Teams have left the fate of the season-opening Bahrain Grand Prix in the hands of the F1 supremo after police again fired on protesters in the Gulf kingdom. The renewed violence forced Ecclestone to tone down a short-lived note of optimism that the March 13 race, the biggest sporting event of the year in Bahrain, could remain on track.
But the book, by biographer, Tom Bower, is also causing unrest. Bower has a track record of upsetting the people about whom he writes. Ecclestone, a working-class boy who became fabulously rich by bringing business acumen to motor sport, is thicker-skinned than a lot of billionaires. When he and Bower discussed the project in its early stages, the writer warned that if he turned up anything bad, he would use it. Ecclestone shrugged off the warning and replied: "I'm no angel", thus furnishing Bower with a title for his new book, which is to be published today. He even took the author around in his private jet.
But trouble began when an extract from the book appeared in the Daily Mail.
It focused on how Ecclestone ended his 17-year relationship with Tuana Tan to marry Slavica Maric, a feisty Croatian model who stands 30cm taller than the diminutive Mr Ecclestone and was pregnant with the first of their two daughters.
The former Mrs Ecclestone and their daughters did not like what they read, and the backwash has created a rift between the biographer and his subject.
Ecclestone has dominated F1 for decades, turning it into a multimillion-pound business.
Yet, at home, his strong-willed wife was easily a match for him. They met on the Italian race circuit in 1982, when she was 23 and he was 51. Their stormy 23-year union ended in November 2008.
This is not the biggest problem on Ecclestone's plate right now. The Bahrain International Circuit was also to host the GP2 Asia series, but organisers cancelled the rest of the race weekend because of political unrest. Bahrain's authorities are insistent the F1 fixture will go ahead, but that depends on whether political stability has returned.

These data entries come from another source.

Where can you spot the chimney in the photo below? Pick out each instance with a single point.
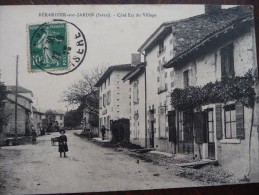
(135, 59)
(212, 9)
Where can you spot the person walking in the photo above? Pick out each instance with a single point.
(33, 136)
(62, 143)
(103, 129)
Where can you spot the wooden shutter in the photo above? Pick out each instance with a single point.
(198, 127)
(135, 92)
(172, 126)
(219, 132)
(240, 120)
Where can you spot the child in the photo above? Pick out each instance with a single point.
(62, 147)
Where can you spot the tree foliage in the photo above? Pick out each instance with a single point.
(229, 89)
(84, 94)
(73, 118)
(120, 130)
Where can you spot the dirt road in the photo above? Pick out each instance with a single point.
(88, 168)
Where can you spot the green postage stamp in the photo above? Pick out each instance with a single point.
(48, 46)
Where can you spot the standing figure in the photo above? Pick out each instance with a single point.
(33, 136)
(103, 131)
(62, 147)
(45, 43)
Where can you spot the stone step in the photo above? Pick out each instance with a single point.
(197, 164)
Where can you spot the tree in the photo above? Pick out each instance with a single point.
(73, 118)
(84, 94)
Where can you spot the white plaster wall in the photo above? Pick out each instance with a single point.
(119, 96)
(152, 84)
(138, 124)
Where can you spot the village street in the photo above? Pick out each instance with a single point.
(89, 167)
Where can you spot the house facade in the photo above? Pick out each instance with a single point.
(37, 119)
(137, 81)
(114, 98)
(192, 53)
(24, 111)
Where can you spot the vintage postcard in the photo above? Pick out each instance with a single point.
(98, 98)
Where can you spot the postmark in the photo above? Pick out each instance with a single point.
(52, 50)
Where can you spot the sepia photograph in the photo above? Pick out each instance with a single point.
(107, 98)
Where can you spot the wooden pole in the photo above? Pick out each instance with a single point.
(16, 87)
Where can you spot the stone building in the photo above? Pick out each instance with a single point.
(193, 52)
(114, 95)
(137, 80)
(38, 115)
(24, 111)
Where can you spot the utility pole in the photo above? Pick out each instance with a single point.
(16, 87)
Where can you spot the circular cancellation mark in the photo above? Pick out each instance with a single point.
(53, 51)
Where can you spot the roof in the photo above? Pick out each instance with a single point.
(22, 96)
(37, 110)
(189, 33)
(135, 72)
(19, 89)
(107, 73)
(12, 101)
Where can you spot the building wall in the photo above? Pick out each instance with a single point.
(22, 117)
(37, 122)
(233, 154)
(137, 125)
(120, 98)
(60, 119)
(162, 80)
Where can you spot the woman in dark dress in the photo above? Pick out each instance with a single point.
(62, 147)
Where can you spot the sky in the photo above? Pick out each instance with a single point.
(110, 41)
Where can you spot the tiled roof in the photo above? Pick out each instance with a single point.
(137, 70)
(190, 32)
(107, 73)
(19, 89)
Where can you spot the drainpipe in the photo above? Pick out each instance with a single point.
(145, 100)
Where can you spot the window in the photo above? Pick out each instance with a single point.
(227, 61)
(161, 47)
(230, 121)
(108, 97)
(186, 78)
(100, 102)
(172, 84)
(171, 73)
(210, 125)
(135, 92)
(109, 80)
(180, 126)
(104, 100)
(171, 52)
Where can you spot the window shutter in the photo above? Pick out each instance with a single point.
(198, 127)
(240, 120)
(172, 127)
(219, 132)
(205, 126)
(135, 92)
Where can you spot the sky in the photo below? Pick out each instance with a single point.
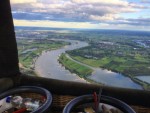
(87, 14)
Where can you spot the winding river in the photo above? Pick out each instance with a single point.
(47, 65)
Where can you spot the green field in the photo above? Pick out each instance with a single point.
(74, 67)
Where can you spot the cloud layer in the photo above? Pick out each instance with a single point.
(93, 11)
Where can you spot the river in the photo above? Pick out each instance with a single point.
(47, 65)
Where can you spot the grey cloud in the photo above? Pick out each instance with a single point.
(65, 10)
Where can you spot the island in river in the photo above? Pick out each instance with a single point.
(107, 51)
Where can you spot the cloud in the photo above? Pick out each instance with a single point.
(22, 1)
(106, 12)
(145, 1)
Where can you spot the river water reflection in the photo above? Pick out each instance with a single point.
(48, 66)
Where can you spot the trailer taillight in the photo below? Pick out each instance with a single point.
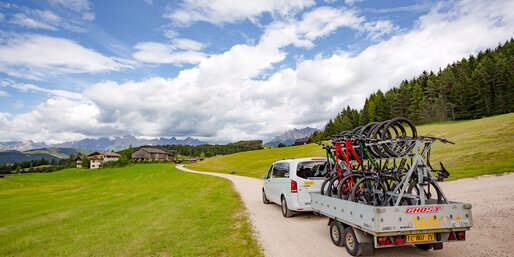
(461, 235)
(399, 241)
(384, 240)
(294, 186)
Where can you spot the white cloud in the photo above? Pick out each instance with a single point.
(52, 92)
(153, 52)
(352, 2)
(37, 19)
(377, 29)
(79, 6)
(220, 100)
(37, 56)
(187, 44)
(221, 11)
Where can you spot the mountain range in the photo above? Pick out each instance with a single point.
(99, 144)
(14, 156)
(290, 136)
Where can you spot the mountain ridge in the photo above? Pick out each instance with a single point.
(99, 144)
(290, 136)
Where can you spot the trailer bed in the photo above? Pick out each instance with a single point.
(400, 220)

Four protesters were killed and 231 wounded when riot police drove activists from a camp in Bahrain's capital Manama this week.
Ecclestone said it was not for F1 to run Bahrain and side-stepped questions about whether the sport should contemplate going to a country where protests for democratic change were met with bullets.

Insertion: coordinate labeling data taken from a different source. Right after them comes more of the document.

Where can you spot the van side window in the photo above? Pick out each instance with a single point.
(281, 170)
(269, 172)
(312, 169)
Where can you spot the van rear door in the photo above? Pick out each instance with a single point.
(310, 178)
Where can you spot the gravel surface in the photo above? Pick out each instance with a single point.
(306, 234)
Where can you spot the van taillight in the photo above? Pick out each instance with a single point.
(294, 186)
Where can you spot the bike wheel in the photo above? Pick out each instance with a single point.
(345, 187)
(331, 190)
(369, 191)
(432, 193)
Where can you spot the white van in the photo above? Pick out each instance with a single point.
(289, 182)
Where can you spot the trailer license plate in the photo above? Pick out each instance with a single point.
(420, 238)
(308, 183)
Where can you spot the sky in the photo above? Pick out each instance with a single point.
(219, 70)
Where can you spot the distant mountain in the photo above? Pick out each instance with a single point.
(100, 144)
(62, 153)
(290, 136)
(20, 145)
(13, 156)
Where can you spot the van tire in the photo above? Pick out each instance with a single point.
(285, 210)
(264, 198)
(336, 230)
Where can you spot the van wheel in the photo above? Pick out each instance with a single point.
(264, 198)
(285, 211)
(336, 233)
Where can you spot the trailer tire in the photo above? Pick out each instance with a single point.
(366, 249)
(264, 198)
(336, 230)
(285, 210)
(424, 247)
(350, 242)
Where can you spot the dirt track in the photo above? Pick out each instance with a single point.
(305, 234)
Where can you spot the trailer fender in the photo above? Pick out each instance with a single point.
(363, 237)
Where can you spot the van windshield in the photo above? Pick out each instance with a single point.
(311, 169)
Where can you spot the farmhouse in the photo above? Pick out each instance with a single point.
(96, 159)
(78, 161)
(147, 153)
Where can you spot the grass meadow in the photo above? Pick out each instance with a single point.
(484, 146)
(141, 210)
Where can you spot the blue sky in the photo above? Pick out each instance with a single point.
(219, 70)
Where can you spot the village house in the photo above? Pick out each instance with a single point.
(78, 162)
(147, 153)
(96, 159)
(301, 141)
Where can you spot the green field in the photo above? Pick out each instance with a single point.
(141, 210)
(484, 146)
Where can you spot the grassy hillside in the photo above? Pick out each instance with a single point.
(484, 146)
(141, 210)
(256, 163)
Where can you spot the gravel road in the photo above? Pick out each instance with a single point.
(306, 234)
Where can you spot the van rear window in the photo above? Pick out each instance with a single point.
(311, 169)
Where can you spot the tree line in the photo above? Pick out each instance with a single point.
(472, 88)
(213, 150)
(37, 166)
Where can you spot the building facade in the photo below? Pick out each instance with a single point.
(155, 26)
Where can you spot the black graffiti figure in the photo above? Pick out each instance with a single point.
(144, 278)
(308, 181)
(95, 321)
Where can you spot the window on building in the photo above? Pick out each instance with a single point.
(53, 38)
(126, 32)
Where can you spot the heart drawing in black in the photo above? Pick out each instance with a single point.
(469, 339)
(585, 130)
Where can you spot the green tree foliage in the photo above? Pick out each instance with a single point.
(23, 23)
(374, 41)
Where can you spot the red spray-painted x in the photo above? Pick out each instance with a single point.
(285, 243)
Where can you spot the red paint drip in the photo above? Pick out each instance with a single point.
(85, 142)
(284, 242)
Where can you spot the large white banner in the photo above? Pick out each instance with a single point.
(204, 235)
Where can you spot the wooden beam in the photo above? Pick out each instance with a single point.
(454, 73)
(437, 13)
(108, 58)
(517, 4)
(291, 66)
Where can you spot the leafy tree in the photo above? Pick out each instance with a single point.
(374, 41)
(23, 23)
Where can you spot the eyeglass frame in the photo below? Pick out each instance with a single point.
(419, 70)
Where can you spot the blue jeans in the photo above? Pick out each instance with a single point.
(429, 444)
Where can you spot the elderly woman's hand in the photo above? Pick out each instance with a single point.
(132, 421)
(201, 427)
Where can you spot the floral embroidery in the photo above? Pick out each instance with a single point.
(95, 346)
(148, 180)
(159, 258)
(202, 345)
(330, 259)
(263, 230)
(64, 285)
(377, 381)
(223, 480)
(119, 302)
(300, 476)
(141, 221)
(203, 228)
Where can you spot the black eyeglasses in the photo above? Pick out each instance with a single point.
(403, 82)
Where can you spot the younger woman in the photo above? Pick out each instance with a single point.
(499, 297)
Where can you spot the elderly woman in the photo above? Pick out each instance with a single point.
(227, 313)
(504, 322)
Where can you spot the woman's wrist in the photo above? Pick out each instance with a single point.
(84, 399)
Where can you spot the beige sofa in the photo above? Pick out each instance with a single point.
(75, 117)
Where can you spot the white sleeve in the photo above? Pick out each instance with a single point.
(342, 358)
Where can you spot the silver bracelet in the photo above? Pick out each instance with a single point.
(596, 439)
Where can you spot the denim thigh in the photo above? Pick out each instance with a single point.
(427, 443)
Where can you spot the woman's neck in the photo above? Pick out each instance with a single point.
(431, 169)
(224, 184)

Ecclestone is expected to stay away from next week's book launch party. Bower declined to comment about his relations with Ecclestone. The 64-year-old author has a long track record for writing "warts and all" biographies of rich men, many of whom have vehemently objected to his portrayals of them. Targets have included Richard Branson, Mohammed Al Fayed, the late Robert Maxwell, and the seamy side of the football world.